3) With regard to the costs of the substantive proceedings, because the applicant is seeking to remove or diminish particular property rights that the objector has, unless they have acted unreasonably, unsuccessful objectors to an application will not normally be ordered to pay any of the applicant's costs. And successful objectors will usually be awarded their costs unless they have acted unreasonably."
"21. This paragraph follows the approach adopted by the President in an 'Addendum on costs' in Re Fairclough Homes Ltd Ref LP/30/2001. It is important to note that there was no issue in that case as to the objectors' right to the benefit of the restrictions. Accordingly, the practice direction (which echoes the language of that decision) refers to 'particular property rights that the objector has'. Where the objector's title is not in doubt, the applicant is asking the tribunal to authorise a compulsory interference with those rights for his own benefit. It is entirely reasonable that the costs rules should favour the objector.

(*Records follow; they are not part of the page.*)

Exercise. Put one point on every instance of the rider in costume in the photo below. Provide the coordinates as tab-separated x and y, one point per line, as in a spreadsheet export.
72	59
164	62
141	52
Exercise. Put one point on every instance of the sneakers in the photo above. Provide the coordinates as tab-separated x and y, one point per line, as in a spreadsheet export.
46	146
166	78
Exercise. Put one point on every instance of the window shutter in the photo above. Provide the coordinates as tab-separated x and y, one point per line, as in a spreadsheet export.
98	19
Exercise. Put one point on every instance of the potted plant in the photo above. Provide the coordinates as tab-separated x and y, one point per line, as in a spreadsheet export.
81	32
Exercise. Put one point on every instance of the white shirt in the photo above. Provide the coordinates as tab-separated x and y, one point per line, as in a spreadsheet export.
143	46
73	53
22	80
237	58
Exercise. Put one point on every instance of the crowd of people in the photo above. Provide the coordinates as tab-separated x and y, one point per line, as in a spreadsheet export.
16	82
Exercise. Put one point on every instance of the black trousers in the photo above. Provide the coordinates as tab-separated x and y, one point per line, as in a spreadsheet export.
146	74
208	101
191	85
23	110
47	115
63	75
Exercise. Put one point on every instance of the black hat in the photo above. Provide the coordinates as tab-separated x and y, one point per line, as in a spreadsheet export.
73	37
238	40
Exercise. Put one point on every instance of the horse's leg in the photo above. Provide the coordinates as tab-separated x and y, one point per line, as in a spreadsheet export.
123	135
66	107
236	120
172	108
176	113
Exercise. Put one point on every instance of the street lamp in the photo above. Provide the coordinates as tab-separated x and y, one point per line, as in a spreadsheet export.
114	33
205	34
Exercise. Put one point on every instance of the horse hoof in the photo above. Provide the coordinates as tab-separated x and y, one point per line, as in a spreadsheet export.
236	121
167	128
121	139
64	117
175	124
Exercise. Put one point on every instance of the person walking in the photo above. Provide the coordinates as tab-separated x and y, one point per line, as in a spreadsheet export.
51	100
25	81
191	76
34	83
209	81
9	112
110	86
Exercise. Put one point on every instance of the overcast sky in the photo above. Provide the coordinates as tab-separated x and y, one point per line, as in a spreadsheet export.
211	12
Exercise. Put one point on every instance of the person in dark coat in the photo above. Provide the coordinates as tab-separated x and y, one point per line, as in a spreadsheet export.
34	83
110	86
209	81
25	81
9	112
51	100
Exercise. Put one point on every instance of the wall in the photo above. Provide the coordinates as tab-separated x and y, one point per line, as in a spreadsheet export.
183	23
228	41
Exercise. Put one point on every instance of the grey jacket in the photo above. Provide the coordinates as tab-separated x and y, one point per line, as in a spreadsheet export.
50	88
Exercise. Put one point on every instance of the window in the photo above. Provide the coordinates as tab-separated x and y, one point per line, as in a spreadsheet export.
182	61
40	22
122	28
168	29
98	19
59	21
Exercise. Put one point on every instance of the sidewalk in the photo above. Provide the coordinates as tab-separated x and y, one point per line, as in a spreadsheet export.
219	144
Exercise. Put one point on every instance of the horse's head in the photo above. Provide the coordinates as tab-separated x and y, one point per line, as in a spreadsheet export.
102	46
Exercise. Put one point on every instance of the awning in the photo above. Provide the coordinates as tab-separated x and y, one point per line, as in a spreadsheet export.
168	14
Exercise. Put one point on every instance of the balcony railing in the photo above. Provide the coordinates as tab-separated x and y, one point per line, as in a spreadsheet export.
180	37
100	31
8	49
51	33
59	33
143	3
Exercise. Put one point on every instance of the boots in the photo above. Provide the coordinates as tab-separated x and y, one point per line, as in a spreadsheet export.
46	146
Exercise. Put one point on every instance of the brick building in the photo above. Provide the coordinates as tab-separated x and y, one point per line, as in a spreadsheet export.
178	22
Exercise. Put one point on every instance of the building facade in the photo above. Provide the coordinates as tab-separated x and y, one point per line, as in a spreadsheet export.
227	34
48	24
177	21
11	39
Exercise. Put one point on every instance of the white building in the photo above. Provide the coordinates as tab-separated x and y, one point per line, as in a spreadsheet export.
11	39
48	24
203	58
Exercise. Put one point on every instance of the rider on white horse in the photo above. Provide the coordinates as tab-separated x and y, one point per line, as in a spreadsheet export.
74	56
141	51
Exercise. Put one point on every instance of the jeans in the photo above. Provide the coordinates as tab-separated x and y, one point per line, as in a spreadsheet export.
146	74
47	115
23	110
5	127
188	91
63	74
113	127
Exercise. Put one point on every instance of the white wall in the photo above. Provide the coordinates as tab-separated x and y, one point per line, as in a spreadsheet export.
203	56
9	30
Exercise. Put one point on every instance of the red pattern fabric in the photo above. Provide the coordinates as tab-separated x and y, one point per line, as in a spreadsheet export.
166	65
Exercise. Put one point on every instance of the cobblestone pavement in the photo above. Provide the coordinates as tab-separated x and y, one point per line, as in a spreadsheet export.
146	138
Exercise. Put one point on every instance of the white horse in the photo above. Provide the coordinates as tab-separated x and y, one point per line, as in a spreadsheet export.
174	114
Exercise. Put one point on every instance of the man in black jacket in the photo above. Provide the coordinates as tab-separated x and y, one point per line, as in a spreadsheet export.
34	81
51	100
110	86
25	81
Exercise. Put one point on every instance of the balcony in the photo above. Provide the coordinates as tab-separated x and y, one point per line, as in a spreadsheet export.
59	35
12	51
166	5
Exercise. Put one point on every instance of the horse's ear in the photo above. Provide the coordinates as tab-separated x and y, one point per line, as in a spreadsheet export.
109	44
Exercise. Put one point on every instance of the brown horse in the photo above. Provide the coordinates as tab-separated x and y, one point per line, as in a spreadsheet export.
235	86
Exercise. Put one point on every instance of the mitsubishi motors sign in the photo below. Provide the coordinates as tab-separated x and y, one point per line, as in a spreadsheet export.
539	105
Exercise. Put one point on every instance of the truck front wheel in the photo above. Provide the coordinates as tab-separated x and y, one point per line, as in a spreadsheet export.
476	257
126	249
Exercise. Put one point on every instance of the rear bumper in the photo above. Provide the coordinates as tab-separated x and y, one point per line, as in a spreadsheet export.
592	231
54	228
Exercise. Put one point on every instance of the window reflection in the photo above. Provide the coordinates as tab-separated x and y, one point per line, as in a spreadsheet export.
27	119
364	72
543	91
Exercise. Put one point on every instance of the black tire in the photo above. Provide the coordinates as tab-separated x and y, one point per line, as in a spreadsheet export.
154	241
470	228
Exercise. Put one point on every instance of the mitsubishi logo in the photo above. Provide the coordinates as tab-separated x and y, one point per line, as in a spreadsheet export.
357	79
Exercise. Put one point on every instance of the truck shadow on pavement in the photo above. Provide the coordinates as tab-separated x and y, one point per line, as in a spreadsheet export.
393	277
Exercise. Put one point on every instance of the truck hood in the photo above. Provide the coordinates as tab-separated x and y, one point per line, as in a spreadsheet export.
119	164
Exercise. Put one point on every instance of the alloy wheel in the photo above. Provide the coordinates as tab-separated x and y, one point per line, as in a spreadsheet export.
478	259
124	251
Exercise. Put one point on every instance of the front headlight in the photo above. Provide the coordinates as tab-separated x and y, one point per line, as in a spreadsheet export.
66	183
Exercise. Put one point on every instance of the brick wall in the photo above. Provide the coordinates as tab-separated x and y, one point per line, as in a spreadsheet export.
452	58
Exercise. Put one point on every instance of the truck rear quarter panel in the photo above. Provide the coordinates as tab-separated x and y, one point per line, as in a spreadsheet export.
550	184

22. I do not, however, read the practice direction as designed to cover the position where there is a substantial preliminary dispute as to whether the objector has the property right. That is much closer to a conventional property dispute, and more appropriate for the application of ordinary costs rules. There may, however, be an important difference from normal party and party litigation. In such cases, the parties are known, and, at least since the Woolf reforms, the issues should be reasonably well defined and all the cards on the table, before the litigation begins. In a restrictive covenant case, by contrast, an owner who is seeking release from restrictive covenants apparently affecting his land, particularly if they were imposed a long time ago, may have no easy way of knowing who, if anyone, is still entitled to the benefit."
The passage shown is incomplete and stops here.